Fermo questo punto - il governo del paese non può essere lasciato a questa destra - per il resto ognuno sarà chiamato a scegliere. Il discrimine è visibile, e passa essenzialmente per due snodi. Il primo, essenziale, è quello dell’accettazione o meno dello sviluppo neoliberista della società non solo italiana. Il secondo, che si lega in modo evidente al primo, è quello della accettazione o meno di una tendenza del diritto internazionale che vede ormai una potenza imperiale dettare le regole e, quando lo ritiene opportuno, imporre la guerra. Scegliere è necessario, anche perché stare da una parte o dall’altra ha inevitabilmente riflessi e conseguenze rilevanti in tema di contenuti.

Un esempio, in tema di questioni istituzionali. A proposito delle forme che attualmente va assumendo la democrazia dell’alternanza e della delega, osservatori e studiosi attenti segnalano i rischi di una "dittatura della maggioranza". Sta passando l’idea che chi ha avuto l’investitura popolare può fare tutto, essendo sottoposto al solo controllo della successiva consultazione elettorale.
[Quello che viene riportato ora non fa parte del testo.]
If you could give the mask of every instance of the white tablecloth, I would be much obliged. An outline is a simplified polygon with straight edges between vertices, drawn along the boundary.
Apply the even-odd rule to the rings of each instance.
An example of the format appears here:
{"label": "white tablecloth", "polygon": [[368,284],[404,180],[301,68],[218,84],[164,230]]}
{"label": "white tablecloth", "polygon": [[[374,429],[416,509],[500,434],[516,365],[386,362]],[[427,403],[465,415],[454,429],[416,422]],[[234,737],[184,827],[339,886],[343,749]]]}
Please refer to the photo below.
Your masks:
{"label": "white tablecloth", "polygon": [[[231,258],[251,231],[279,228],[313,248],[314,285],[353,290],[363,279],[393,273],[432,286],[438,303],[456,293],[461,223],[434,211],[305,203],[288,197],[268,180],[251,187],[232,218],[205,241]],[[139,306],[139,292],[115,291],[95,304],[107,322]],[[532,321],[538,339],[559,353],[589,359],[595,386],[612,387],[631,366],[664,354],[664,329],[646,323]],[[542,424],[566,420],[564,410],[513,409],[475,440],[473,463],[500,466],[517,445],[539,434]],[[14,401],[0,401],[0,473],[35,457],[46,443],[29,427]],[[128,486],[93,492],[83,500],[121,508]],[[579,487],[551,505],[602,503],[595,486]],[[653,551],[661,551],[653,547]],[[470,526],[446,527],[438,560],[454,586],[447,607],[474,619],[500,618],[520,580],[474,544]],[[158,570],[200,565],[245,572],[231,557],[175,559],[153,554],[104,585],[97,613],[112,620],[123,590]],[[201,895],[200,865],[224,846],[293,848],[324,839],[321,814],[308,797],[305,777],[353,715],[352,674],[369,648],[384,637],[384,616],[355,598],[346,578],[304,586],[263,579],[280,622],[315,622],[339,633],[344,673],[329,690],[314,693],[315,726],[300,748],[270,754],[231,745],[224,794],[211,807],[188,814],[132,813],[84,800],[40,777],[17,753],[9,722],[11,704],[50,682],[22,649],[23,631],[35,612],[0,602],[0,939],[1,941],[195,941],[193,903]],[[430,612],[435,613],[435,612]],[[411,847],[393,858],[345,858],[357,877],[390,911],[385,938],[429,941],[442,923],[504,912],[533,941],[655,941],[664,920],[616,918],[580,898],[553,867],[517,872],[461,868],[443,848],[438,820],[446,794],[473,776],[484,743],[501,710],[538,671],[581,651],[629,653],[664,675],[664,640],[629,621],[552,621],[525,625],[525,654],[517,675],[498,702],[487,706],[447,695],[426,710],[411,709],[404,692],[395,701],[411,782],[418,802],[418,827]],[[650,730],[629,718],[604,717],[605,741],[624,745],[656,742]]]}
In questo contesto la stessa questione morale sta assumendo profili nuovi: accanto al vecchio sistema dello scambio illegale - le tangenti - si profila un modo di governare che prevede direttamente l’adozione di scelte e l’emanazione di leggi in proprio favore. Per questo uno studioso come Mario Dogliani ha parlato, a proposito dei primi mesi di questa legislatura, di una buona fede parlamentare in crisi, e del conseguente intrecciarsi della questione morale con la questione costituzionale.

Ebbene, dove e con chi Nanni Moretti potrà sviluppare una riflessione, ed eventualmente maturare proposte, finalizzate a inventare - a partire dalla dimensione locale, come giustamente vanno suggerendo Vittorio Agnoletto, Alberto Magnaghi e altri - meccanismi correttivi di una simile tendenza, o più semplicemente a ricuperare forme di partecipazione popolare (in particolare di soggetti portatori di competenze specifiche) per la formazione delle decisioni?
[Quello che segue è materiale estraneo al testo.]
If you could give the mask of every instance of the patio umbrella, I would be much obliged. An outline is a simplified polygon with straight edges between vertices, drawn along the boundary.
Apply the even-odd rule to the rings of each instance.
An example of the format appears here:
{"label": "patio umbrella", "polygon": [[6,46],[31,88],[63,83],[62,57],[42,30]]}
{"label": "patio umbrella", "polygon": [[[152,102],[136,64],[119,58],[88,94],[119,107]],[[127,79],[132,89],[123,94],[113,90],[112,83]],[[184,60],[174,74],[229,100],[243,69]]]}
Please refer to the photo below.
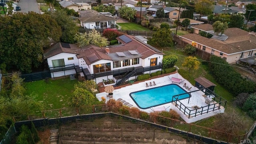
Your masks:
{"label": "patio umbrella", "polygon": [[107,86],[105,87],[105,92],[108,93],[109,95],[113,94],[113,91],[114,88],[112,86]]}

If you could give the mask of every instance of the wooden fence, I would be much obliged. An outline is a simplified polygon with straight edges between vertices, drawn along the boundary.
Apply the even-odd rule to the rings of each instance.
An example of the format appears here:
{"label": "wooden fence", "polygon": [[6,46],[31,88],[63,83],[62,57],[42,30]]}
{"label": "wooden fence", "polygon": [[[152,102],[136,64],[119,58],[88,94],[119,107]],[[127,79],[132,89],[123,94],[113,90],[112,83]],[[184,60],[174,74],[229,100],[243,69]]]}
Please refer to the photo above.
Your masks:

Un secondo esempio, a proposito della condizione di chi lavora (e di chi un lavoro non ha). Alcuni pensano che in questo campo, al di là di tante parole di molti sui presupposti della crescita del paese e del rilancio dell’occupazione giovanile a partire dalla "necessaria flessibilità", nell’ultimo decennio di fatto vi sia stato non un rafforzamento ma un arretramento dei diritti (oltre che del potere d’acquisto delle retribuzioni), e che un arretramento ulteriore, in termini di vera e propria restaurazione, si vada profilando per effetto dei programmi governativi in tema di relazioni industriali. Per questo costoro, diversamente dalle varie componenti dell’Ulivo che sembrano voler rifiutare solo il cambiamento dell’articolo 18 dello statuto, non accettano le proposte del "libro bianco" (che contemplano tra l’altro la possibilità che, salvo alcune questioni di principio, il contratto individuale possa derogare in peggio a tutto, alle leggi come alla contrattazione collettiva). Pensano invece a cose diverse, alla lotta al lavoro nero, alla possibilità di un salario sociale per i disoccupati, o di un’estensione dell’applicabilità dell’articolo 18 alle imprese con meno di 15 dipendenti, o, più in generale, alle difese da apprestare a fronte delle nuove forme di sfruttamento. Ebbene, dove e con chi Nanni Moretti potrà concretamente parlare, anche in termini di progetto e di convergenze, di questi problemi?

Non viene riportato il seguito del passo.